Tamera Mowry-Housley, 40, posted a new tribute to her deceased niece Alaina Housley on Nov. 15, this one the most bittersweet of all. The former Sister, Sister star revealed that Alaina, who was the youngest victim of the Nov. 7 Borderline Bar & Grill shooting at the age of 18, has finally been laid to rest. “Today we lay you to rest sweet angel. I’ll miss you forever and your sweet smile,” she wrote alongside an Instagram post. “Until we meet again💕.” Regarding the quote she chose — which you can read below — she wrote, “This quote was sent to me by my friend David. When I am having a challenging day, I cling to it.” View the special message below.

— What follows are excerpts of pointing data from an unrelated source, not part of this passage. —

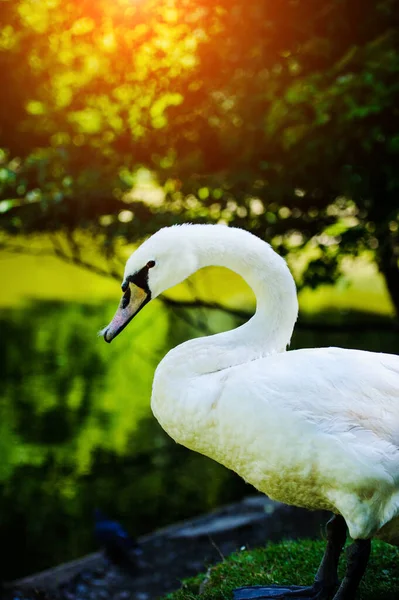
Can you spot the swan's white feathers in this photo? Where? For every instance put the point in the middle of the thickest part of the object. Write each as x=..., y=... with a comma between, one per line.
x=316, y=427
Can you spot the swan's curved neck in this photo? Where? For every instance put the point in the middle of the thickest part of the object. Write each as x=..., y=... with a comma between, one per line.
x=270, y=329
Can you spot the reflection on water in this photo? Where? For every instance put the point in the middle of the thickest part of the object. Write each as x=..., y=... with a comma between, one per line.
x=76, y=431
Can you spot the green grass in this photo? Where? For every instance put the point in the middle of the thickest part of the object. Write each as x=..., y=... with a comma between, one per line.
x=290, y=563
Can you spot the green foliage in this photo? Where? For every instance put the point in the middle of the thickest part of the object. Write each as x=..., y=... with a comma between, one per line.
x=281, y=119
x=289, y=563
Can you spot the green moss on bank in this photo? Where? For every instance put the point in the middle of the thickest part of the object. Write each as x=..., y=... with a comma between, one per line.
x=290, y=563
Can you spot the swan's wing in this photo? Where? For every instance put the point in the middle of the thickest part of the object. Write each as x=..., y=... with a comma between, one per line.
x=333, y=386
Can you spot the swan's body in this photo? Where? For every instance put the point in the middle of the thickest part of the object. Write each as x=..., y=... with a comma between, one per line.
x=317, y=428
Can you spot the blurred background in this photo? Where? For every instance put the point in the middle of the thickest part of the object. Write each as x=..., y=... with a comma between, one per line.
x=117, y=118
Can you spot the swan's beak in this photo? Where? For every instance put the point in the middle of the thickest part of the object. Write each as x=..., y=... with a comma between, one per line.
x=132, y=302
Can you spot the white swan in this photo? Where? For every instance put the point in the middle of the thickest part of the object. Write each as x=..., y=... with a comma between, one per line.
x=317, y=428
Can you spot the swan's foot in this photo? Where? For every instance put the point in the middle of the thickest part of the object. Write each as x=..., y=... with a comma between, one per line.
x=326, y=581
x=284, y=592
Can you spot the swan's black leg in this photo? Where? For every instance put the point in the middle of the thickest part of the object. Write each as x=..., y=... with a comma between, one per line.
x=357, y=558
x=326, y=580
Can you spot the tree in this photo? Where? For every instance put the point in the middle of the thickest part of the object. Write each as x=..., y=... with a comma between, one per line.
x=280, y=118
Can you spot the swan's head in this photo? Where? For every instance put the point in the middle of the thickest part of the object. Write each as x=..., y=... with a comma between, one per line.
x=162, y=261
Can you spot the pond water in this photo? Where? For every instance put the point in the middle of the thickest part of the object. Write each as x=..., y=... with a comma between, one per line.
x=76, y=430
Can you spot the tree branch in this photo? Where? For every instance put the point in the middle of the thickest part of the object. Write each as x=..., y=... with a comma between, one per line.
x=241, y=315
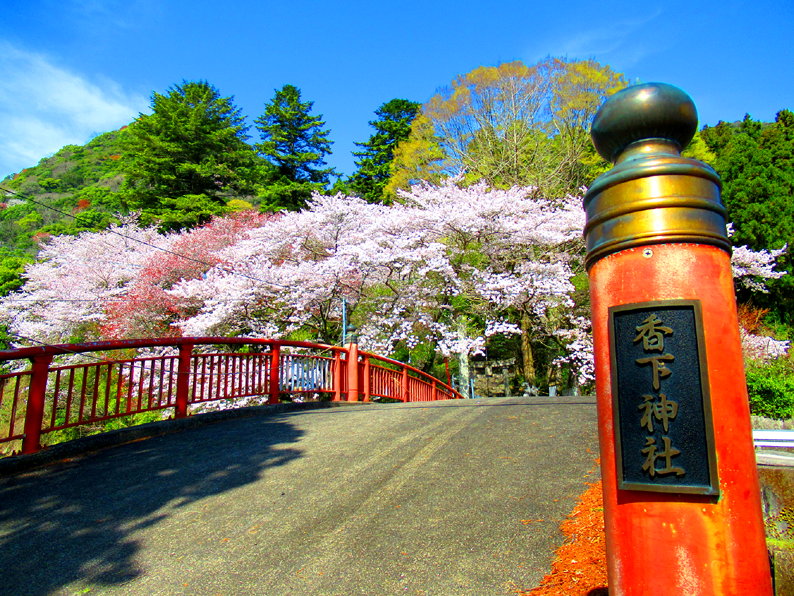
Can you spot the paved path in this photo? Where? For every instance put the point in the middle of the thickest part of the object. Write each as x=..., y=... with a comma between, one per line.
x=371, y=499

Tamera has been vocal about the tragedy ever since she lost her niece, who was one of 12 young victims that lost their lives to a merciless shooter in Thousand Oaks, Calif. She and husband Adam Housley, along with Alaina’s father, Arik Housley, even sat down for an interview on Nov. 12, explaining why they haven’t addressed gun control. “I would love for this situation to be a catalyst for change. But I don’t automatically want to make it political, cause when you do that, you shut people out,” Tamera said on CBS This Morning. “I think if we can make it about mankind, we start with ourselves. You start with decency, you start with imagining, ‘Wait a minute, what if that was my child, or my niece, or my cousin?’ It will get you in a place of just having some sort of human decency. When you focus on that, then you naturally want to start change.”
One fan misconstrued The Real co-host’s grieving process as dancing around politics, a rude presumption that Tamera quickly dismissed — you can read her full clapback here. Instead of engaging in political banter, Alaina’s family has instead chosen to create a foundation, Alaina’s Voice, and a corresponding fundraiser on GoFundMe. The movement advocates for kindness, uniting the U.S., and to stop the media from “celebratizing the shooters,” as it condemned some outlets for sharing videos of shootings.
Alaina was a freshman at Pepperdine University, enjoying a night out at the Borderline Bar’s country college night before the tragic event occurred. “We believe that there is a message that’s out there,” Alaina’s father, Arik, said of his loss on CBS This Morning. “To us, it’s to be kind to one another. It’s to put down your technology, put down your phones and look at somebody and have a conversation. It’s not about gun control; this message is about doing something bigger, to be with your community, to love one another.”